Sunday, June 20, 2004

I Blame the Sellout Senators

There are many to blame for the spectacle I witnessed tonight.

I watched the Dan Rather interview with former President Bill Clinton on 60 minutes. It was excruciating. Please tell me that we're not going to have to watch him lie his way through history revision after revision on national television for a year as he promotes his book.

Could Dan have been any more deferential? And could Clinton have been any more smug?

The problem here is clear. After disgracing his office and the country, we left him standing to declare victory. And rub it in our faces.

There's an old saying: If you shoot at the king, don't miss. Normally that saying is about the fearful retribution that comes to the shooters. In this case the retribution comes in the form of a million dollar victory dance book tour. Take that, Republicans.

And now we have the spectacle of Bill Clinton saying on national TV in a softball interview with Rather that he views the Impeachment as a badge of honor because it was illegitimate and he beat it.

I place blame in a lot of places.

First and foremost, of course, is the President himself. As he said in his interview, "I never thought of resigning". Anybody with any decency would have thought about it. Anybody else would have realized that you don't have an inherent right to the office of the President of the United States and that if you betray the public trust in that office you should step aside. But no. Not this guy. He felt entitled to the office. And his staff defended everything he did. None of them resigned either even as he forced them out on camera to defend the indefensible.

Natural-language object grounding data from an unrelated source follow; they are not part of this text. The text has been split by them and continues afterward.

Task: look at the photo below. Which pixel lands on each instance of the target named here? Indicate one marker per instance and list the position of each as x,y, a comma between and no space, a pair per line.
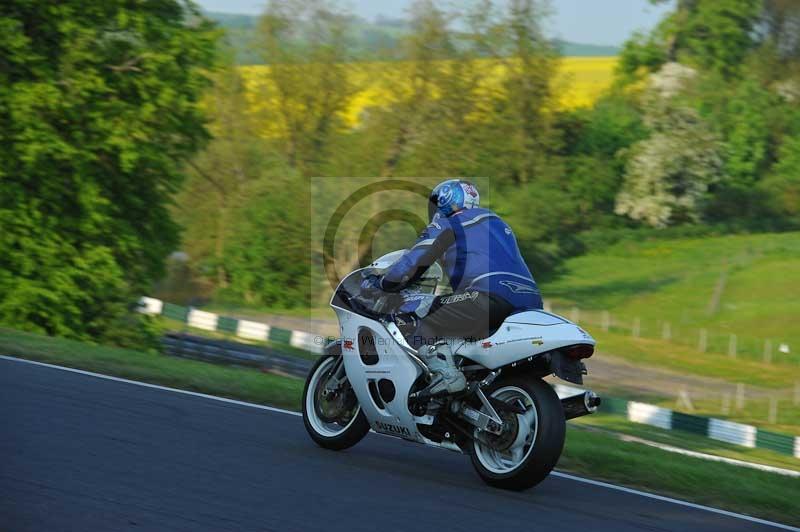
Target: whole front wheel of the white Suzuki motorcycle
333,419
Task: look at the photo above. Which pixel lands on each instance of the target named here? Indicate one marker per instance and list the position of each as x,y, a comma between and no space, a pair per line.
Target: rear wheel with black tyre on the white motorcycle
531,443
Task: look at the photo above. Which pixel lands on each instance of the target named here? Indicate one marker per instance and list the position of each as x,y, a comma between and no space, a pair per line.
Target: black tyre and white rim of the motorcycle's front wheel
331,434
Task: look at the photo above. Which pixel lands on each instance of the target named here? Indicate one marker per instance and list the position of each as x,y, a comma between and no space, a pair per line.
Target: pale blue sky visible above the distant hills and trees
608,22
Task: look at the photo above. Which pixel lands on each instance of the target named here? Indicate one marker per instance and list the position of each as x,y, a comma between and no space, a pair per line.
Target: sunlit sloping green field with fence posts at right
742,285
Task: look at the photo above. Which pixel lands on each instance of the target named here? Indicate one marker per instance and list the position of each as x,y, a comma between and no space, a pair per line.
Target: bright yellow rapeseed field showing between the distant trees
579,82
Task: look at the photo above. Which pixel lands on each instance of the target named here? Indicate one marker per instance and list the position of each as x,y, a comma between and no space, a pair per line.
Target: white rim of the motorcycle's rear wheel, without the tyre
501,463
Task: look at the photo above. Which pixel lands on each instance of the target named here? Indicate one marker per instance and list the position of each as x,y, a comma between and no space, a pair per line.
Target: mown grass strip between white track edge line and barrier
597,455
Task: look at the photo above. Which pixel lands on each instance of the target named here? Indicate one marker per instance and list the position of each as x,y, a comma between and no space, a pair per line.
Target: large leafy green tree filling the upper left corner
98,111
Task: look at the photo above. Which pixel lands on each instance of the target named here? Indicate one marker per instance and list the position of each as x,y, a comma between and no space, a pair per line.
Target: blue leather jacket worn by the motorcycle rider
480,253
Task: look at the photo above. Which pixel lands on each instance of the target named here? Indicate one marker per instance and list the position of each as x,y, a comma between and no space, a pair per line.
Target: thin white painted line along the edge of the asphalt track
298,414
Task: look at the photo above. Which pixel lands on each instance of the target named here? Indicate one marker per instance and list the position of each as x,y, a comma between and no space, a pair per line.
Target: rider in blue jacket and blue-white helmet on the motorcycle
489,278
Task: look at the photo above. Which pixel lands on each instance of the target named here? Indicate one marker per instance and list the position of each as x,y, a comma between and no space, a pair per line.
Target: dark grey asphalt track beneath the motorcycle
88,454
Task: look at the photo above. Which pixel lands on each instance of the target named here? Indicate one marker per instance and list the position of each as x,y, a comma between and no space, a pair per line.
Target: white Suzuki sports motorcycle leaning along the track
508,420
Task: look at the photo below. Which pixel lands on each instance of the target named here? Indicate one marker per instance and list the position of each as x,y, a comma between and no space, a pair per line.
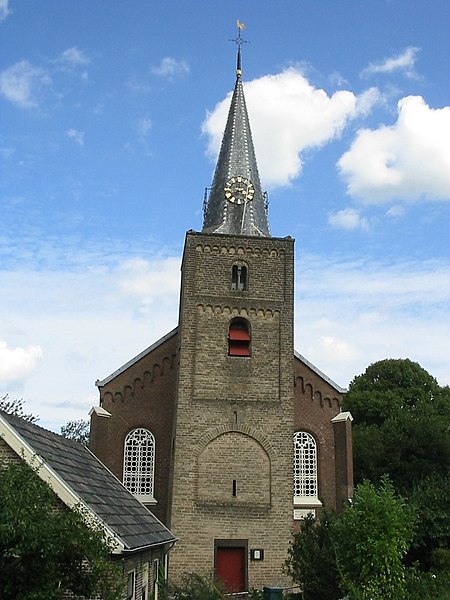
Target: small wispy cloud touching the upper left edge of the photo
21,83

I blame Ken Starr. Contrary to Clinton's allegations, Starr was not a religious zealot bent on bringing down a president. Starr was in fact, way too nice. Playing by the rules to an extreme that in fact let the President off the hook. Starr didn't even commit to doing this as his full time job, but kept defending other clients in court.

Of course I blame all elected Democrats. It didn't matter what he did they weren't going to let him go down in flames. As long as he was defending the 3 core principles of the Democratic party (Abortion on demand, high taxes, loathing of the military) they would stuff principles to keep him in play. Need evidence? How about this: not one Democrat in the House or the Senate went to the evidence room during the Impeachment proceedings to view the boxes of evidence that Ken Starr or Impeachment Special Counsel David Shippers had collected and laid out for them. Not one. In spite of the oath they swore to do justice, looking at the actual evidence was beyond them. Did they know he was guilty? Of course they did. I refer you back to the "censure resolution" they proposed instead of impeachment. You can't read that document and conclude that Clinto was innocent. But the Demcrats tried to survive by spooning out the pap that his offenses "didn't rise to the level of an imeachable offense". Nonsense.

And most of all, I blame the Senate Republicans. They too refused to go look at the evidence. They made it clear that there was no way to get 67 votes for conviction on impeachment and they were covering their backsides. As David Shippers elegantly makes the case in his book, they sold out their fellow Republican House managers and tanked the trial. How disgusting was it when Arlen Specter voted "not proved" when push came to shove. I hold special contempt for him and the Senate Republicans who knew better and still voted no.

Only the House Republicans, and the 13 House Managers in particular lead by Henry Hyde, did their duty. Hats off to them.

And please spare me the Clinton victory tour.